Set the sub plots for the main plot. The measurements for subplots are optimized purely for pyharmonics.

class pyharmonics.OHLCTechnicals(df, symbol, interval, indicator_config=None, sma_config=None, ema_config=None, peak_spacing=10)[source]

Bases: TechnicalsBase

An extension of TechnicalsBase for OHLC data.

>>> t = OHLCTechnicals(df, symbol, time_frame)
get_peak_x_y(peak_type)[source]

Given the indexs of a pattern ( not a dataframe ) found in this technical data, return the time and prices at those indexes.

>>> t.get_peak_x_y(t.PRICE_PEAKS)
Parameters:

peak_type – str The series containing True or False where True marks a peak on this trend

Returns:

tuple

class pyharmonics.Position(pattern, strike, dollar_amount)[source]

Bases: object

to_dict()[source]

Return the position as a dictionary.

class pyharmonics.PositionPlotter(technicals, position, row_map=None, colors=None, plot_ema=False, plot_sma=True)[source]

Bases: PlotterBase

An extension of the PlotterBase class for plotting positions. Position plotting is more complex than harmonic plotting. Position plotting requires plotting the position outcomes. Position plotting requires plotting the position targets.

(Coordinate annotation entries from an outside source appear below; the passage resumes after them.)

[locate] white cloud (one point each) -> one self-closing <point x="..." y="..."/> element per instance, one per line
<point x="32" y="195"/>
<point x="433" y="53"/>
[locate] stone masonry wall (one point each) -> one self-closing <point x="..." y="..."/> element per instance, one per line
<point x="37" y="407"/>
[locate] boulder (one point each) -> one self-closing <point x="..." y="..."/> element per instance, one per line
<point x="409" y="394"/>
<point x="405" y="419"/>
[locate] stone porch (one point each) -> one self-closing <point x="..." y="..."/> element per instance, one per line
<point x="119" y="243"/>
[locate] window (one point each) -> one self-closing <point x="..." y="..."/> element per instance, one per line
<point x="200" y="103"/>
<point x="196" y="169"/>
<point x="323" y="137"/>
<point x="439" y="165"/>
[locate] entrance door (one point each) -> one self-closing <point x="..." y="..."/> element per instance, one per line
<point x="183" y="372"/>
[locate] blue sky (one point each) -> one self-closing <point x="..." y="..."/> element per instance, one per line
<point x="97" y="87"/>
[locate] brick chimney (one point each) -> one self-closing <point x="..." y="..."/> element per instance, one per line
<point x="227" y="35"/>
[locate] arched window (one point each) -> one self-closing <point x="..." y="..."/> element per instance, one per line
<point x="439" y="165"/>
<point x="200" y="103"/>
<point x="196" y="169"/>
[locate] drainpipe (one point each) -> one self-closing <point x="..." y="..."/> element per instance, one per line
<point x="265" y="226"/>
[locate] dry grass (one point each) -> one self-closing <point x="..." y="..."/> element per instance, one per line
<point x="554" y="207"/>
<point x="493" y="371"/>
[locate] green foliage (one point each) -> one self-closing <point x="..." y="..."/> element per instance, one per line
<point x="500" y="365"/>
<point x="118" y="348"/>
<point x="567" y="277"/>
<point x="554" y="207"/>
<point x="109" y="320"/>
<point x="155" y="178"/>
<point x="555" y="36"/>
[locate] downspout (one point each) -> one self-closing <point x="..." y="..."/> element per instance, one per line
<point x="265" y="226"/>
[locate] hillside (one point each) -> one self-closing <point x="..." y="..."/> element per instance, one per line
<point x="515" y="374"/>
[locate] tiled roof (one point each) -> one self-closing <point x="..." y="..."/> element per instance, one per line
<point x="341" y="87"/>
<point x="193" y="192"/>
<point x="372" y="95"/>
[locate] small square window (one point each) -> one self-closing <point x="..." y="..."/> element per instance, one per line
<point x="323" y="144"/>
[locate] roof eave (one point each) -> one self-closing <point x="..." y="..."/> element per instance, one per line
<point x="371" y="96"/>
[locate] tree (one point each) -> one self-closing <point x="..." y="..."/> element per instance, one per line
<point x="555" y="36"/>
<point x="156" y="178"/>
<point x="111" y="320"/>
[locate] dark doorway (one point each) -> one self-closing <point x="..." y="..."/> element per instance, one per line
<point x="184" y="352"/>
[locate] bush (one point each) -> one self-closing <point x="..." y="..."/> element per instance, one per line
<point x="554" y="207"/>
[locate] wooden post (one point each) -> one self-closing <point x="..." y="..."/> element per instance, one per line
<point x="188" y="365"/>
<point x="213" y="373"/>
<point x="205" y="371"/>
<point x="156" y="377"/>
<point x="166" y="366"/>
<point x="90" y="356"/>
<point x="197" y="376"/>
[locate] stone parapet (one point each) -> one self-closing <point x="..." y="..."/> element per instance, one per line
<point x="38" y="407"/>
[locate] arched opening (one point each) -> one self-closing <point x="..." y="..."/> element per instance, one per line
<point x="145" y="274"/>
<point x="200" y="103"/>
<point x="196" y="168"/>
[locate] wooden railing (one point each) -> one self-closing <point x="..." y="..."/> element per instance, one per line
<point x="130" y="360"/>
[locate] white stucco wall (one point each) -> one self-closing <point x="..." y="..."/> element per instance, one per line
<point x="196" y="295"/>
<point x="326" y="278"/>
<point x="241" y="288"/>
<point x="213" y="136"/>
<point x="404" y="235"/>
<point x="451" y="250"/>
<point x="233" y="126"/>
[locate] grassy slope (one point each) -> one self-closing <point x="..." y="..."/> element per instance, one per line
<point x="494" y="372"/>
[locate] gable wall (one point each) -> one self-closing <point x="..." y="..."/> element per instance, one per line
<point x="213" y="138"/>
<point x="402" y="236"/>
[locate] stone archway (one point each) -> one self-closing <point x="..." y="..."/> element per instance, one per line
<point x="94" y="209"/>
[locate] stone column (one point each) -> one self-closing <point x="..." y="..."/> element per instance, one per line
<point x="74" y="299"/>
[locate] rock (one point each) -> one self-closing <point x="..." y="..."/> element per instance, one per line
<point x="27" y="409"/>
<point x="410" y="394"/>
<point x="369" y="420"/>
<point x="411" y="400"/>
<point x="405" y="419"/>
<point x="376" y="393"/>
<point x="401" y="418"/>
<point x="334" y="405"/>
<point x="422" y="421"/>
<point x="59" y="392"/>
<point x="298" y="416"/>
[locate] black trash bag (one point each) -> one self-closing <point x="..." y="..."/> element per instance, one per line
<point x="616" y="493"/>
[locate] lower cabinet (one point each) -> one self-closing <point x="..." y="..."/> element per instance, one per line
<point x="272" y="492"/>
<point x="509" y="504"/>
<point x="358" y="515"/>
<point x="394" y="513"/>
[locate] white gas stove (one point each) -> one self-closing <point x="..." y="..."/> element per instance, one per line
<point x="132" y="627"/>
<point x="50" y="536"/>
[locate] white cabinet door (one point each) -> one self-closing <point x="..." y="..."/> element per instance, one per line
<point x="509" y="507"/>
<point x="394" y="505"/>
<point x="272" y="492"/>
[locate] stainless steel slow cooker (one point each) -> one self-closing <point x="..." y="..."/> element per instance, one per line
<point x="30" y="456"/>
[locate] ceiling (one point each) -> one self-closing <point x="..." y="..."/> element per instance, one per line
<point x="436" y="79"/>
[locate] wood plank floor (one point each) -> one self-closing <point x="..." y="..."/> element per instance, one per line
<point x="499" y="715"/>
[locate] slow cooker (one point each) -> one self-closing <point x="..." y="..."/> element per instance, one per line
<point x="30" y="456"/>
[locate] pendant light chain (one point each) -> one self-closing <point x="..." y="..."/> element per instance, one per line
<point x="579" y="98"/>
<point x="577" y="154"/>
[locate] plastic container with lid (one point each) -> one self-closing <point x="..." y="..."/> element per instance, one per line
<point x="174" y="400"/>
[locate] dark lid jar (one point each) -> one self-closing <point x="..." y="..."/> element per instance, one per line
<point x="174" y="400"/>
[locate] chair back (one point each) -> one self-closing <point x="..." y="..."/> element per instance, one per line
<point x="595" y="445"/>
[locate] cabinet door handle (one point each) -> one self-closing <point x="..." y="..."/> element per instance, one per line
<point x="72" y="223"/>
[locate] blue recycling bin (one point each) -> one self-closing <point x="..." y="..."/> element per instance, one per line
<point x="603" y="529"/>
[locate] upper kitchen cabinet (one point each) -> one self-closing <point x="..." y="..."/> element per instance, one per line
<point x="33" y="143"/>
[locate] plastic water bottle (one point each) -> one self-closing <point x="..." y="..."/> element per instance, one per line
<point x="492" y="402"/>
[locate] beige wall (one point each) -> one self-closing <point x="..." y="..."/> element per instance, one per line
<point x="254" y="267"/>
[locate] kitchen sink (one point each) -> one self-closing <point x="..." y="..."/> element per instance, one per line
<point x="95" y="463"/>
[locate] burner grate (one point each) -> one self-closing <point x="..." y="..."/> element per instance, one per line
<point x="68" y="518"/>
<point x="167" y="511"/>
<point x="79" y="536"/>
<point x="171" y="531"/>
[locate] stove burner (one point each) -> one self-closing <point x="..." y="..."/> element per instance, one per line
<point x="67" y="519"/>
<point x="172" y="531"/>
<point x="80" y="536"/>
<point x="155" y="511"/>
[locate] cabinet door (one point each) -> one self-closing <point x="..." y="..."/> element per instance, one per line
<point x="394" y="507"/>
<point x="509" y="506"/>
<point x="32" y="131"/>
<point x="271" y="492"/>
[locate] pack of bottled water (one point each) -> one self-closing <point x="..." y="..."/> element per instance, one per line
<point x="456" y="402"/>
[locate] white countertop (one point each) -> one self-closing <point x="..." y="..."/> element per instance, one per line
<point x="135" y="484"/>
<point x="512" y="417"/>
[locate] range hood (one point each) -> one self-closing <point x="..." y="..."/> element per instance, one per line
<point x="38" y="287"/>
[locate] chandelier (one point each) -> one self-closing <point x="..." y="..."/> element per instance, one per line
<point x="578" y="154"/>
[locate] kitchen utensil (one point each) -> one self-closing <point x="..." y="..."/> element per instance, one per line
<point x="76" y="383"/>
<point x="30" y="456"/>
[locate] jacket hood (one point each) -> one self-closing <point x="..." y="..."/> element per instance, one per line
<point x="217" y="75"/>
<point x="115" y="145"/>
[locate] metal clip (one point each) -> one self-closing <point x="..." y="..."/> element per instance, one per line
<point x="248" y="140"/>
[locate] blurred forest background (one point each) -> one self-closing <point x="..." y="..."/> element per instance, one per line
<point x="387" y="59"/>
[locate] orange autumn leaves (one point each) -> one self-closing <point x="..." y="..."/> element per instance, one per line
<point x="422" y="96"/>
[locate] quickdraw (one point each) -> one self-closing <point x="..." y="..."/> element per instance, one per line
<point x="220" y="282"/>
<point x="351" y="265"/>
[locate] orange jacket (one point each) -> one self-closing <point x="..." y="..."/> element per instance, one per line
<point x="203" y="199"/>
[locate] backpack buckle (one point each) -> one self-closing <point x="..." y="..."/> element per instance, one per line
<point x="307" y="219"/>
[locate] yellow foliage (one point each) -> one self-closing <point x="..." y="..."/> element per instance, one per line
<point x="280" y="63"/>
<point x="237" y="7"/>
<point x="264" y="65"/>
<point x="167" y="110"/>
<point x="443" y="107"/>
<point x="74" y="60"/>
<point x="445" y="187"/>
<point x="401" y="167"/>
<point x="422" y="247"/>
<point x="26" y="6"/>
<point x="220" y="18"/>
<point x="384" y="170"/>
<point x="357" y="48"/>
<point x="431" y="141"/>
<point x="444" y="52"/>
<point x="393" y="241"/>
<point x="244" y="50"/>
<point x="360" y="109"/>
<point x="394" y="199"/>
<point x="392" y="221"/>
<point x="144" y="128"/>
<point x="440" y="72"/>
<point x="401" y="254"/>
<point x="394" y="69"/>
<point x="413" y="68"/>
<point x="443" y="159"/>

pad_right(final_candle, num_candles=120)[source]

Pad the right side of the plot with empty candles. This is useful for plotting the future.

set_sub_plots()[source]

Set the sub plots for the main plot. The measurements for subplots are optimized for trading positions.

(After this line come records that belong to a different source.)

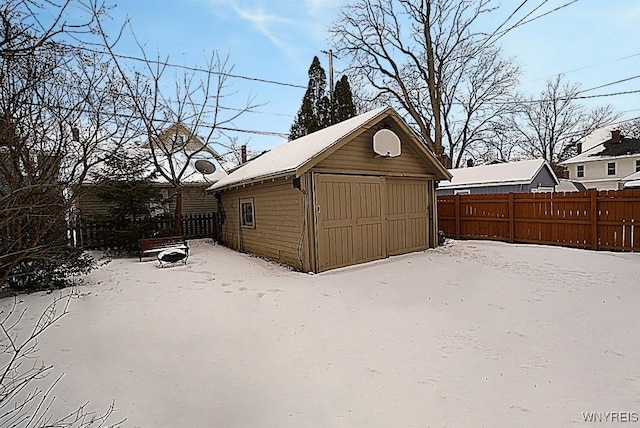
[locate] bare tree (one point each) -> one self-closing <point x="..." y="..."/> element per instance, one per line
<point x="200" y="99"/>
<point x="630" y="128"/>
<point x="26" y="396"/>
<point x="60" y="115"/>
<point x="426" y="58"/>
<point x="549" y="127"/>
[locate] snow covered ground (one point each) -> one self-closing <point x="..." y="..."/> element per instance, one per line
<point x="470" y="334"/>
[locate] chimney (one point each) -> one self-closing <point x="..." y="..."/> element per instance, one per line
<point x="615" y="136"/>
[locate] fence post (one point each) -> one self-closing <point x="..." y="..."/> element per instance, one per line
<point x="512" y="220"/>
<point x="457" y="209"/>
<point x="594" y="219"/>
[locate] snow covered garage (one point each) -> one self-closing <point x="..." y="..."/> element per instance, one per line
<point x="360" y="190"/>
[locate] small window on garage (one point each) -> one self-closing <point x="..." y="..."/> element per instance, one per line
<point x="247" y="213"/>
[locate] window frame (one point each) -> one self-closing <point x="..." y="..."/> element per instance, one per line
<point x="247" y="202"/>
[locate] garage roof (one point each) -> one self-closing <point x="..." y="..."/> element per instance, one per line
<point x="289" y="158"/>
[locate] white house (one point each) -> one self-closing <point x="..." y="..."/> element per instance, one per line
<point x="511" y="177"/>
<point x="607" y="165"/>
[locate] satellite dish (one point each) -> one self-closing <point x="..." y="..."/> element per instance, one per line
<point x="386" y="143"/>
<point x="204" y="166"/>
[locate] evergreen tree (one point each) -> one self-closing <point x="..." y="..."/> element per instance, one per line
<point x="314" y="114"/>
<point x="126" y="186"/>
<point x="343" y="106"/>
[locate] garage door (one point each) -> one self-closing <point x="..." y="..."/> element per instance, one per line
<point x="407" y="217"/>
<point x="350" y="220"/>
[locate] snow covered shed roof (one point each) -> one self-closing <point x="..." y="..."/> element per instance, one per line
<point x="297" y="156"/>
<point x="522" y="172"/>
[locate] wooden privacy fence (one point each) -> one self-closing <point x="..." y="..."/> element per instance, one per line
<point x="91" y="234"/>
<point x="598" y="220"/>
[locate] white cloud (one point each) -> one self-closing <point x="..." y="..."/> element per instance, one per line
<point x="315" y="7"/>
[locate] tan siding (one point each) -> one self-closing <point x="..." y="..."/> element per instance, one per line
<point x="195" y="200"/>
<point x="278" y="218"/>
<point x="358" y="156"/>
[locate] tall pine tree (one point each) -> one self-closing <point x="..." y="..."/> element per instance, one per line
<point x="314" y="114"/>
<point x="316" y="110"/>
<point x="343" y="106"/>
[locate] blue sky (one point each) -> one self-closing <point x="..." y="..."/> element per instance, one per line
<point x="277" y="39"/>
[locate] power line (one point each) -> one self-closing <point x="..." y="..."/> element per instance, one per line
<point x="190" y="68"/>
<point x="522" y="21"/>
<point x="504" y="22"/>
<point x="586" y="67"/>
<point x="164" y="121"/>
<point x="610" y="84"/>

class pyharmonics.Technicals(df, symbol, interval, indicator_config=None, sma_config=None, ema_config=None, peak_spacing=10)[source]

Bases: TechnicalsBase

An extension of TechnicalsBase for data that tracks only one trend.

get_peak_x_y(peak_type)[source]

Given the indexs of a pattern ( not a dataframe ) found in this technical data, return the time and prices at those indexes.

>>> t.get_peak_x_y(t.PRICE_PEAKS)
Parameters:

peak_type – str The series containing True or False where True marks a peak on this trend

Returns:

tuple

class pyharmonics.XABCDPattern(symbol, interval, x: tuple, y: tuple, name: str, retraces: dict, formed: bool, bullish: bool)[source]

Bases: ABCPattern

An extension of the ABCPattern class for XABCD patterns.

XABCD patterns are a subset of harmonic patterns that have a 4 swing structure. A price moves in an up or down swing and retraces to a fibonacci level before continuing in the opposite direction.